Going into the convention this summer, Hillary Clinton will have won more pledged delegates and received more votes than her opponent. In fact, she will likely have enough votes to win nomination even without the votes of superdelegates. Sanders only hope—a hope that, at this juncture seems completely irrational—is to prevent Clinton from winning an outright victory by virtue of accumulating pledged delegates and to convince virtually all of the superdelegates to vote for him. His quest for the nomination would be easier if there were no superdelegates, since a contested convention would then result if Clinton failed to garner sufficient pledged delegates.
Does the existence of superdelegates make the primary battle unfair? Does it make it undemocratic? I don’t think so. For one thing, superdelegates are inclined to go along with the will of the people, as expressed in the presidential primaries. This is what happened in 2008, when Barack Obama led Hillary Clinton in primary voting, albeit not by much. Perhaps more importantly, superdelegates provide insurance against Democratic voters selecting a candidate thought unelectable by the professional politicians. (Were Donald Trump running as a Democrat, I have no doubt that superdelegates would be voting for someone else.)
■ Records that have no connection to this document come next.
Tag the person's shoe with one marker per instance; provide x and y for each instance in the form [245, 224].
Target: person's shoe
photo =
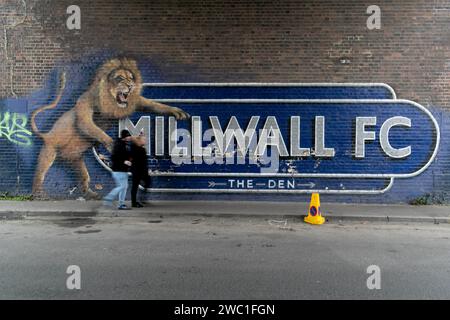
[137, 205]
[107, 203]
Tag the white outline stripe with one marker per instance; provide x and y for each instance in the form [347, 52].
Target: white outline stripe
[269, 84]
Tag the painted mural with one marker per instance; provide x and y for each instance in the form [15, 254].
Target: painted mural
[279, 140]
[114, 94]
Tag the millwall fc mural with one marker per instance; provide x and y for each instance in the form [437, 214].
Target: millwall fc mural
[114, 94]
[224, 139]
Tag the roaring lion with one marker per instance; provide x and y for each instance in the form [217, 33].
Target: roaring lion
[114, 94]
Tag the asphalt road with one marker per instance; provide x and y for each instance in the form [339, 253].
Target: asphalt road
[221, 258]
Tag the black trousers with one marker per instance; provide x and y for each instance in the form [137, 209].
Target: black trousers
[135, 186]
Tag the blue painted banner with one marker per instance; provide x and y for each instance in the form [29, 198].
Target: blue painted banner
[344, 138]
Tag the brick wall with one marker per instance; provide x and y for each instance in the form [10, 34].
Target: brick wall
[245, 41]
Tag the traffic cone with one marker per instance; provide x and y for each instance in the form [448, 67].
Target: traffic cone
[314, 214]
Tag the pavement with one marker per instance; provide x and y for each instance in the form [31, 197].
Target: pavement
[270, 210]
[189, 257]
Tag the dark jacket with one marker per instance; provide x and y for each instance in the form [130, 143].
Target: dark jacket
[139, 166]
[120, 154]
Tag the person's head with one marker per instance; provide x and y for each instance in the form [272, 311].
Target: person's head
[125, 135]
[140, 140]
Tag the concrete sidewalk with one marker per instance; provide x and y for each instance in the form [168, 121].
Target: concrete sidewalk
[269, 210]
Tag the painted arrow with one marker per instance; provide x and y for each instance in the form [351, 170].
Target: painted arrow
[212, 184]
[310, 185]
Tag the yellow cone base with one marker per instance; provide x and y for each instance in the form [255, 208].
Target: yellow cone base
[315, 213]
[314, 220]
This is not to say that professional politicians have a corner on political wisdom, but they are professionals and, at the very least, are likely to have more informed and sophisticated judgement regarding political races.
Are not superdelegates supremely conservative in their effect? Don’t they make political revolutions impossible? Yes, they do, but this is not a bad thing. Bernie Sanders’ call for a revolutionary change in American politics is a naïve dream. The American ship of state does not turn on a dime; change takes time. Trying to change any other way leads to the French Revolution (or, at the very least, the Democratic Nevada Convention).
Despite what Senator Sanders thinks—and his rhetoric gets progressively angrier as has candidacy approaches definitive failure—superdelegates are not a plot to deny him the nomination. Instead, they provide a safety net for the Republic that, in this age of The Donald, looks like a very good thing.
There is no such safety net in November. If Americans elect Donald Trump, the United States will go over the edge, with unpredictable, though certainly terrible results.
I totally agree concerning superdelegates. They provide a backstop against selecting a strange candidate such as a Donald Trump. After the McGovern loss in 1972, the Democratic Party is trying to provide at least a measure of insurance in the selection process.